Fluoroscopy Improves Femoral Stem Placement in Cementless Total Hip Arthroplasty

Fluoroscopy is routinely used in trauma cases to evaluate alignment and reduction quality. Because conventional templating has a high mismatch rate, the investigators sought to explore whether the investigators could use intraoperative fluoroscopy while implanting the femoral stem.

Study Overview

Status

Completed

Conditions

Detailed Description

Prospectively two groups of patients with hip osteoarthritis were included in the study. Hip osteoarthritis was classified according to the Croft classification. The investigators primary goal is to evaluate T+ 2 ( 2 cm above trochanter minor) results between the two groups. Standard effect sizes (standard effect size) assumed to be at least 0.75. 30 cases for each group took power with 80% margin of 5% error. Patients with malignant tumors, previously known bone disease, drug consumption affecting bone mineralization or Crowe type III hip dislocations with greater than 4 cm of limb length discrepancy (LLD) were excluded. Prior to the operation, all patients underwent an X ray investigation to exclude any bone abnormalities. All patients were operated by the same team, which was composed of two senior surgeons and 2 fellows. Patients with odd-numbered were the first group and even numbers were the second group in order of receipt surgery. All patients were operated on the lateral decubitus position with a posterior approach and a metaphyseal locking femoral stem (Depuy Synthess SUMMIT Tapered Hip System, US). In the first group, no preoperative templating was performed, and the final conformation of the stem size and position was decided freehand intraoperatively based on anatomic landmarks. In the second group, there was also no preoperative templating, but after both senior surgeons agreed on the final stem size intraoperatively, C-arm fluoroscopy images were obtained with the last rasp size before stem implantation. The alignment and stem fitting of the femoral canal were evaluated. While evaluating the limb leg discrepancy anterior - posterior fluoroscopy image must include both hips and both lesser trochanters. Once this was achieved, the interteardrop line was used and vertical distance between interteardrop line and lesser trochanters measured for limb length discrepancy. Horizontal distance between tip of trochanter major and center of rotation was evaluated as lateral offset. For stem alignment, the femoral stem axis being parallel with the axis of the femoral canal was assessed. Also centralization of femoral stem tip in the femoral canal was assessed. Determination of stem was assessed according to full contact of broach teeth in sub trochanteric region. The stem was size changed unless all criteria above was achieved on fluoroscopy. After the operation, all patients were evaluated with X ray and CT(computerized tomography).

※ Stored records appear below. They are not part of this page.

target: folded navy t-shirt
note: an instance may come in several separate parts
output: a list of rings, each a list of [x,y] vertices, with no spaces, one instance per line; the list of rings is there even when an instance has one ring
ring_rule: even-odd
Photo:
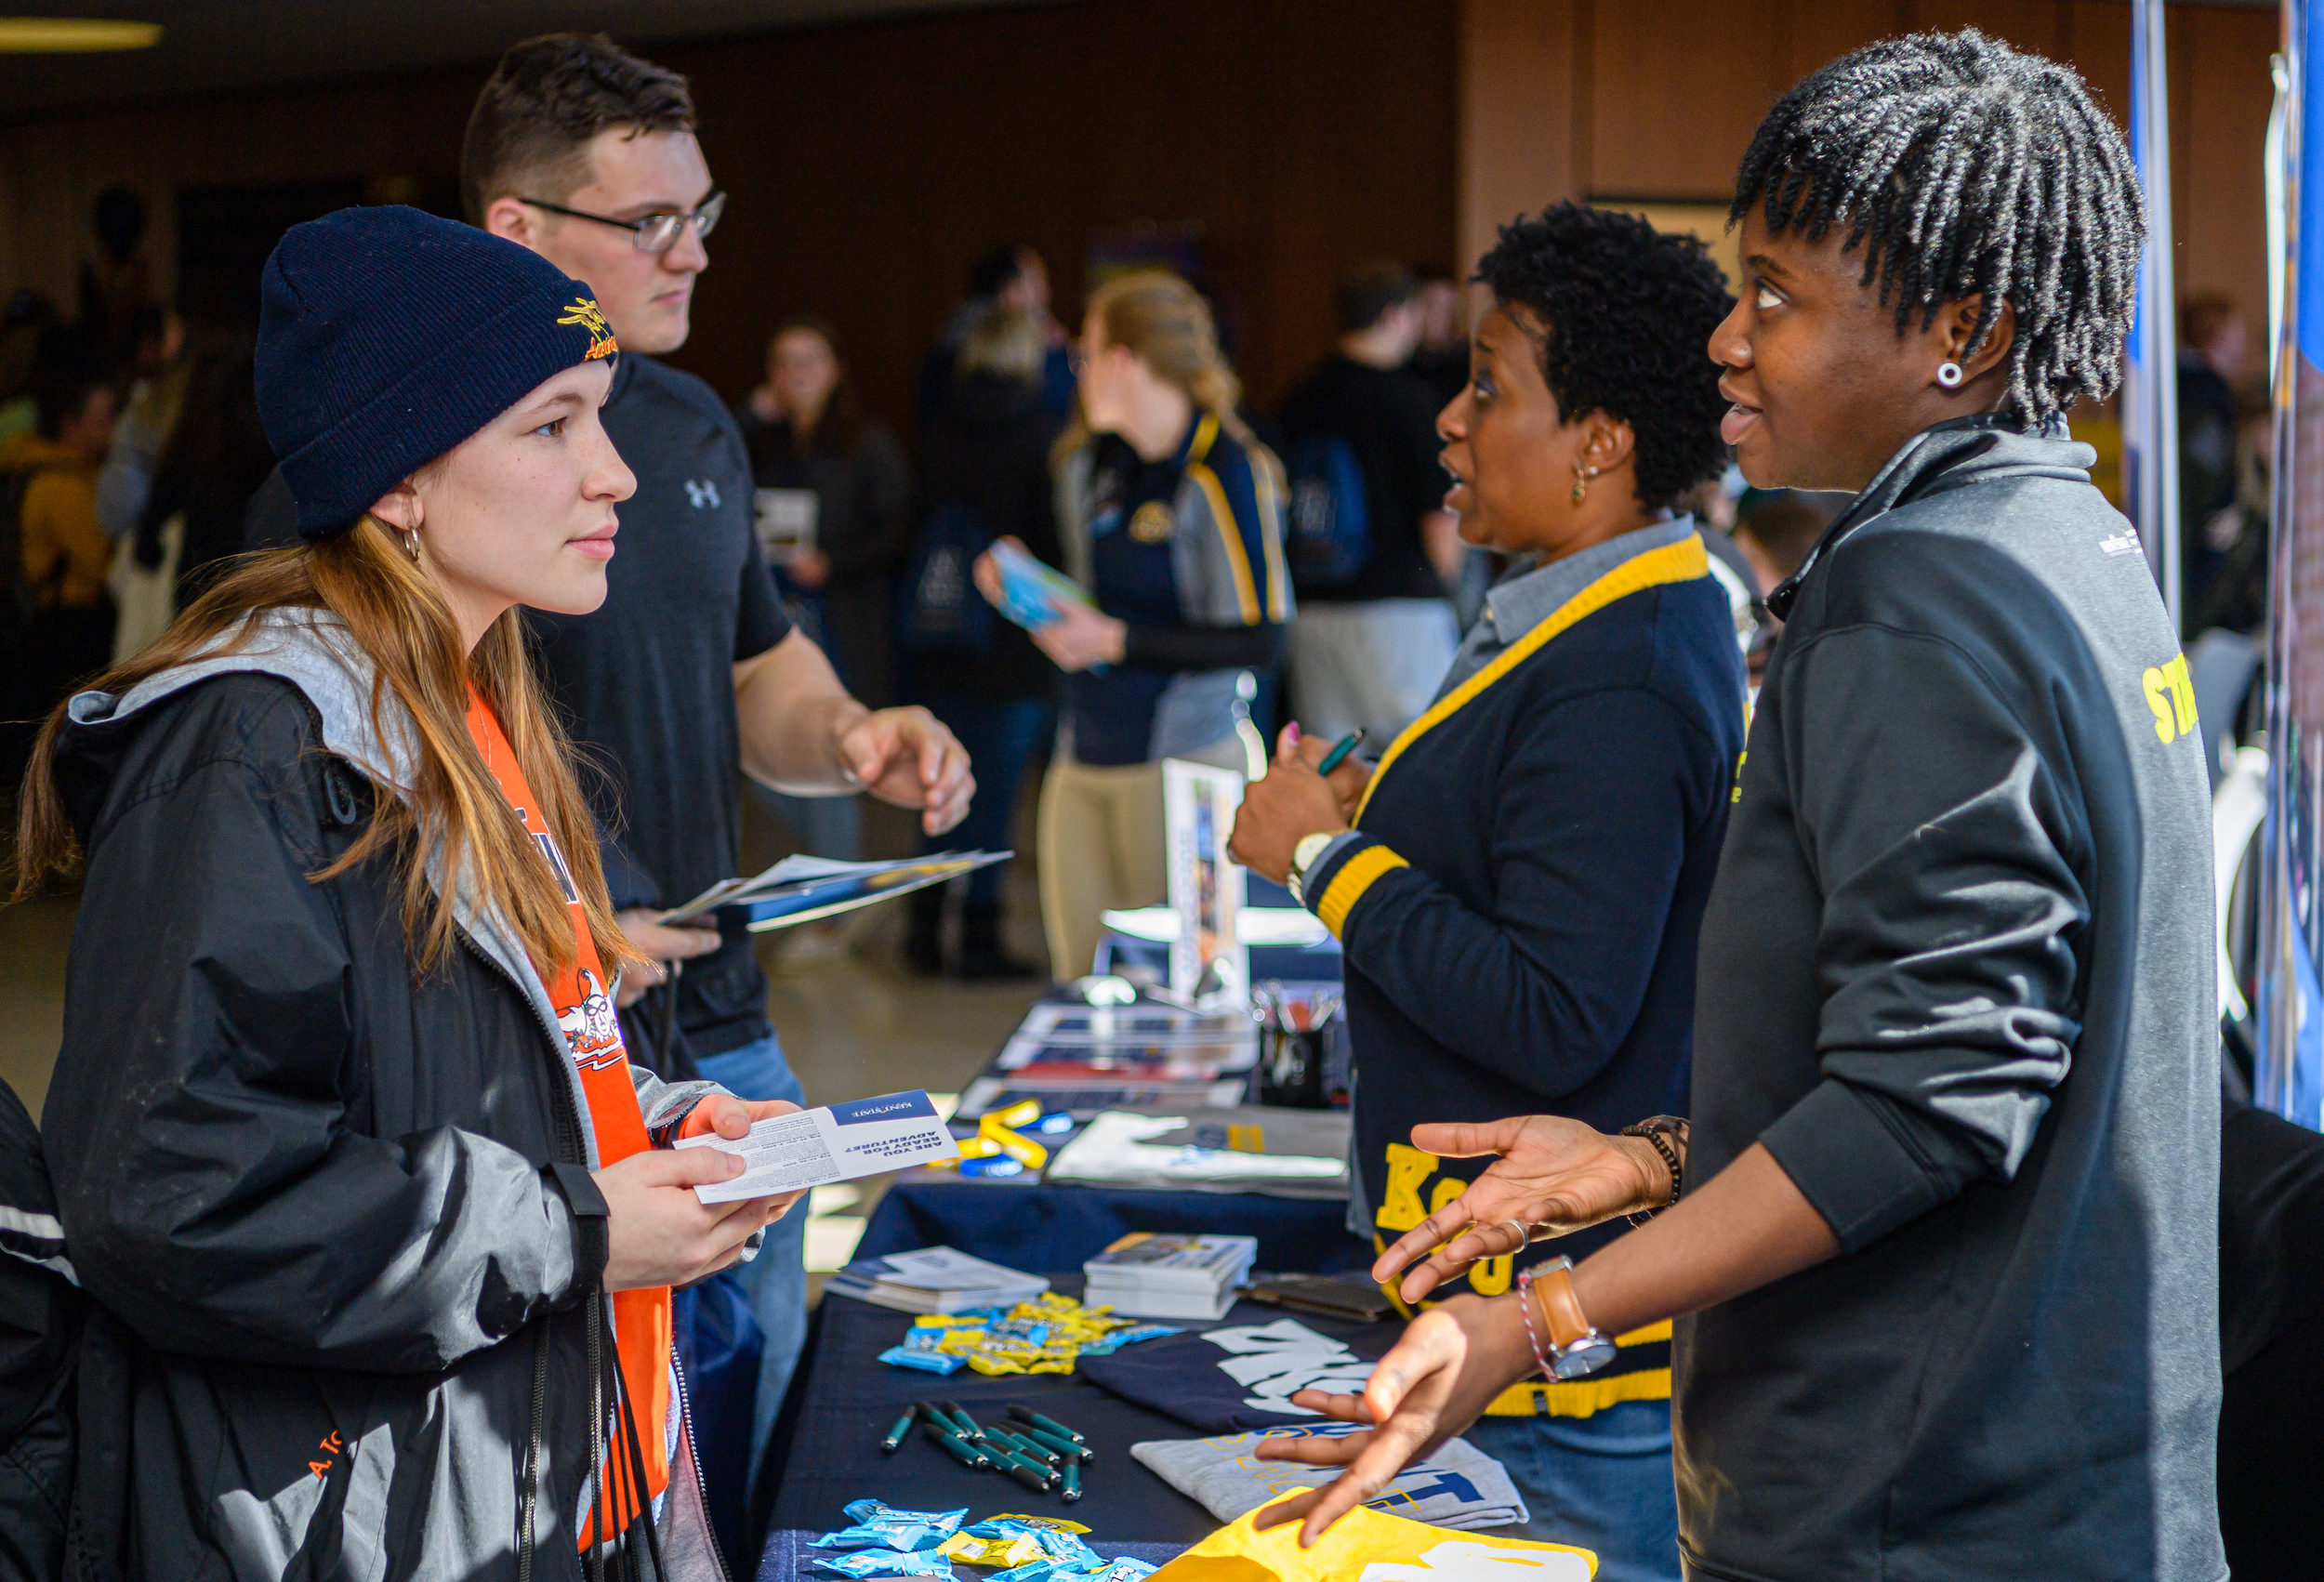
[[[1399,1325],[1308,1316],[1221,1324],[1084,1357],[1076,1365],[1084,1378],[1125,1401],[1205,1433],[1240,1433],[1324,1421],[1291,1404],[1291,1397],[1310,1389],[1341,1395],[1362,1390],[1403,1332]]]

Medial canal flare index (MCFI) can be used for metaphyseal lacking femoral stems. The alignment of the femoral stem with the femoral canal, the limb length discrepancy ( LLD) and the lateral offsets were evaluated on X ray. The stem/endosteal areas at 2 cm above the trochanter minor (T+2) and 2 cm below the trochanter minor (T-2) and the deviation of the stem tip from the center of the femoral canal were evaluated on CT(Computerized tomography) images.

Study Type

Interventional

Enrollment (Actual)

60

Phase

  • Not Applicable

Participation Criteria

Researchers look for people who fit a certain description, called eligibility criteria. Some examples of these criteria are a person's general health condition or prior treatments.

Eligibility Criteria

Ages Eligible for Study

  • ADULT
  • OLDER_ADULT
  • CHILD

Accepts Healthy Volunteers

No

Genders Eligible for Study

All

Description

Inclusion Criteria:

  • patients with hip osteoarthritis

Exclusion Criteria:

  • malignant tumors, previously known bone disease, drug consumption affecting bone mineralization or Crowe type III hip dislocations with greater than 4 cm of LLD were excluded

Study Plan

This section provides details of the study plan, including how the study is designed and what the study is measuring.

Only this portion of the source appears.